Crisis-hit Pakistan is likely to get $4 billion from friendly countries this month to bridge a gap in foreign reserves highlighted by the International Monetary Fund, the country’s finance minister said, two days after sealing a deal with the lender.
The IMF has reached a staff level agreement with Pakistan that would pave the way for a disbursement of $1.17 billion. The board is also considering adding $1 billion to a $6 billion programme agreed in 2019.
“As per the IMF, there is a $4 billion gap,” the minister, Miftah Ismail, told a news conference in Islamabad, referring to the shortfall in foreign reserves.
“We will, God willing, fill this gap in the month of July,” he said. “We think that we will get $1.2 billion in deferred oil payment from a friendly country.
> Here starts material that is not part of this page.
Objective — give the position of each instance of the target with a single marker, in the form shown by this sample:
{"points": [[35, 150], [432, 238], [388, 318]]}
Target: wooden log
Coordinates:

We think that a foreign country will invest between $1.5 to $2 billion in stocks on a G2G (government-to-government) basis, and another friendly country will perhaps give us gas on deferred payment and another friendly country will make some deposits.”
Depleting reserves, a widening current account deficit and the depreciation of the Pakistani rupee against the U.S. dollar have left the South Asian nation facing a balance of payment crisis.
Without the IMF deal, which should open up other avenues for external finance, Ismail said the country could have headed towards default.
He said the country will also get around $6 billion from the World Bank and the Asian Development Bank in FY2022-2023.
Pakistan secured a $6 billion IMF programme in 2019, but less than half of that amount has been disbursed to date.
Pakistan’s central bank has hiked its key interest rate to 15% to curb inflation, which hit 21.3% in June.